There was about ten seconds or so of silence. It being clear that no one in the room did think differently, valor taking the better part of discretion, I said "Okay, I'll take that one."

Well, I can only say I am glad no one dropped dead from shock. Nonetheless, I made the argument that under voucher and tax credit systems, education funds (the state guaranteeing free education to all children) go to parents that decide whether to use them at private religious or secular schools and if a religious school, what type of religious school. Vouchers violate neither the establishment clause of the first amendment, nor the free exercise clause. They do not violate Blaine Amendments, in that those apply to direct state aid to specific "sectarian" schools. There is no breach of separation of church and state.

Didier's response was as puzzling to me as was the look on his face brought on by my argument. He asked me if my explanation meant that vouchers would be distributed universally. I replied that under the Hann/Buesgens bill in Minnesota [which did not make it out of committee last year], vouchers targeted only low-income students.

"Well," replied Didier, "Then it's a fairness issue.

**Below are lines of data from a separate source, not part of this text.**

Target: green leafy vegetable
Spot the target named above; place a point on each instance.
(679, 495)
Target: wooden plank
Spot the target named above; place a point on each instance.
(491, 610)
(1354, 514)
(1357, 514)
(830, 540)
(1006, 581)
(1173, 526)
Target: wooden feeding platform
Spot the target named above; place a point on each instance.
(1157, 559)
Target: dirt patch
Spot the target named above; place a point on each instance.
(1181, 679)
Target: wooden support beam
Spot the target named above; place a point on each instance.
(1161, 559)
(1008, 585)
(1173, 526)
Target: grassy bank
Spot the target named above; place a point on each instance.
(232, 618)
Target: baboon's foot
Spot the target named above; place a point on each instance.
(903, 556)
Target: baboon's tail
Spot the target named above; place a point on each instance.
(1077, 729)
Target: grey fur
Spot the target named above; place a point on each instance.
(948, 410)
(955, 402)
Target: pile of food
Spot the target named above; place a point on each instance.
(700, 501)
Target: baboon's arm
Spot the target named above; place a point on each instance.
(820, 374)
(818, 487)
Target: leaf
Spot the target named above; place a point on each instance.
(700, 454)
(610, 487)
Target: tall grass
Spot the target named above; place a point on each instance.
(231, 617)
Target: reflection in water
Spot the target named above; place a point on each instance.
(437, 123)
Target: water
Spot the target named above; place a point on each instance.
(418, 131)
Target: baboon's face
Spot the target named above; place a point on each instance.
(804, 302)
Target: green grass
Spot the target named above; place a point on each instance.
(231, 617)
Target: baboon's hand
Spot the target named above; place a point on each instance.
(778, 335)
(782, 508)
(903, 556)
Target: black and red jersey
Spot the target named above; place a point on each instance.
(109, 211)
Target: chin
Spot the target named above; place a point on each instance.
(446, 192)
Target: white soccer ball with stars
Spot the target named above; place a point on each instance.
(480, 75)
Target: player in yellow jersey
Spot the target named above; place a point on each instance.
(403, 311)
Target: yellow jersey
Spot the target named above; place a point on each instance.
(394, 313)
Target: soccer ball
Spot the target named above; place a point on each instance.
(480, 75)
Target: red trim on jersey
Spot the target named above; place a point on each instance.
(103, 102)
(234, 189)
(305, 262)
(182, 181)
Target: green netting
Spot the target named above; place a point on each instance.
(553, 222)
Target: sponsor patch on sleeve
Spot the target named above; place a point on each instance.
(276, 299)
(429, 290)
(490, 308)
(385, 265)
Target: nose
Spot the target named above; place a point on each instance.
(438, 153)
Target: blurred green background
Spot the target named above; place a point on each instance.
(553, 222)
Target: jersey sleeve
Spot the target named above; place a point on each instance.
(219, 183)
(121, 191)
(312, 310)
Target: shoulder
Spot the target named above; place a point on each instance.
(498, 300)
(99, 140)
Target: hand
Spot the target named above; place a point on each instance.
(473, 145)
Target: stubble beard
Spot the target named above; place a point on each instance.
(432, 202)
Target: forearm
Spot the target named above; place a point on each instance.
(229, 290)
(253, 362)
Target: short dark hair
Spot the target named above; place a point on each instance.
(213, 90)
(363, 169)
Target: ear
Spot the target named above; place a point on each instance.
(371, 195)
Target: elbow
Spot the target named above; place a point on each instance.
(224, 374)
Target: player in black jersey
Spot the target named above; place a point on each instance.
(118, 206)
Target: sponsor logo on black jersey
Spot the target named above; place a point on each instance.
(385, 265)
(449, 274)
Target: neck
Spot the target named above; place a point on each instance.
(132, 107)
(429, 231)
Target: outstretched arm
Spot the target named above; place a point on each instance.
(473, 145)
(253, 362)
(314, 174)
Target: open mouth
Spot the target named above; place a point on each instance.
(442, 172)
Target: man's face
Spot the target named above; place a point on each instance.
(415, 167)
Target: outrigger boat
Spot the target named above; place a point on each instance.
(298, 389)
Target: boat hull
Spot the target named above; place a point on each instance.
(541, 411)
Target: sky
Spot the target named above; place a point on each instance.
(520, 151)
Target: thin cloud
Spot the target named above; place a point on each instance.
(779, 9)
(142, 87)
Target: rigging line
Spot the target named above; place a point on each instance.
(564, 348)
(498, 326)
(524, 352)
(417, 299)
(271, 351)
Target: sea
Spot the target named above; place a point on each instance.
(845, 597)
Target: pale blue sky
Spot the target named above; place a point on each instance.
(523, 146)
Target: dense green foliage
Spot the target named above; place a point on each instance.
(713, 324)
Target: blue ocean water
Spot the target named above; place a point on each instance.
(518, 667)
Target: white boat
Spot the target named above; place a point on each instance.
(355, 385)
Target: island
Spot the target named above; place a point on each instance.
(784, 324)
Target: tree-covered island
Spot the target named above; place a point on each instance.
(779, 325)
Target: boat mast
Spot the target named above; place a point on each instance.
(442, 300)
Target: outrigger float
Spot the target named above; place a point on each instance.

Unless vouchers are universal they are not fair."

Now that's a puzzling answer because it's not relevant to his main objection that state money would be funneled to religious schools. I didn't (and don't) see how sending more state money to more religious schools is philosophically different than sending some state money to some religious schools, but heck, I'd be all for it. I explained that universal vouchers would be great, but public schools objected to even a small implementation of vouchers, let alone universal vouchers, out of fear of too many students leaving failing public schools.

This is a good example of trying to turn an Establishment issue into a Free Exercise one. Here, Sticks argues that the state's obligation to provide K-12 education means that it should support all schools, including sectarian ones. If we support sectarian schools with tax money, what's a foot bath among friends?

Here's more from Sticks about the meeting:

Having already felt like I pissed on the carpet a little, I didn't question some of the later comments during the Q&A, but the "confirmation bias" was rampant. One woman asked if the influx of Muslims, "who don't believe in the separation of church and state," would contribute to breaking down the wall of separation. "It could" was the essence of a long answer, without considering that her premise is false. At one point, Southern Baptists were mentioned and a knowing "Hmmmmmm" went through the crowd indicating a general agreement as to what those people were like. [italics are Spot's]

The premise of her question, Spot presumes, is that there is a wall of separation between church and state in the U.S. Sticks is obviously a doubter on the subject. In fact, Sticks says that vouchers used to support sectarian schools do not violate the Establishment Clause, the Free Exercise Clause, or the Blaine amendment (the 19th century state constitutional initiatives Sticks mentioned).

Spot says that the woman with the question about Muslims telegraphed the issue at the Minneapolis Community and Technical College that now has Katie in such a dither. Conservatives are so eager to feed at the public trough for their religion that they fail to see the implications for other religions, too.

Spot will conclude by saying, boys and girls, that you shouldn't rely on the First Amendment advice Sticks gives above!